A Midwestern mayor has announced he won’t seek a third term, shifting speculation he’s considering running for the 2020 Democratic presidential nomination into overdrive.
Pete Buttigieg, mayor of South Bend, Ind., told reporters Monday he won’t launch a re-election bid next year, but he remained mum on whether he would campaign for president instead. He indicated an official decision regarding his political future wouldn’t come before January.
“I know now that the time has come for me to prepare the city for new leadership again,” Buttigieg said, according to local media reports. “I don’t think it’s a secret that we’re looking at things, and we’ll continue to do so going into the new year.”

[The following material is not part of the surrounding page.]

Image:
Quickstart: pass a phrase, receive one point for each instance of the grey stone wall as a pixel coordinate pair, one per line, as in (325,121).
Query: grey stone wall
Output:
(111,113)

Buttigieg, 36, is a married gay man who served in Afghanistan in 2014 as a Naval Reserve officer. The Harvard University-educated Rhodes Scholar, who won his first term in 2011 when he was only 29, received attention last year when he unsuccessfully contested the chairmanship of the Democratic National Committee. A former McKinsey & Company consultant, Buttigieg has been generally lauded for revitalizing the city of South Bend, which suffered during the economic downturn.
Buttigieg is scheduled to appear at a political event in Iowa on Saturday. He is expected to tour the country from February to promote his forthcoming memoir, “Shortest Way Home.”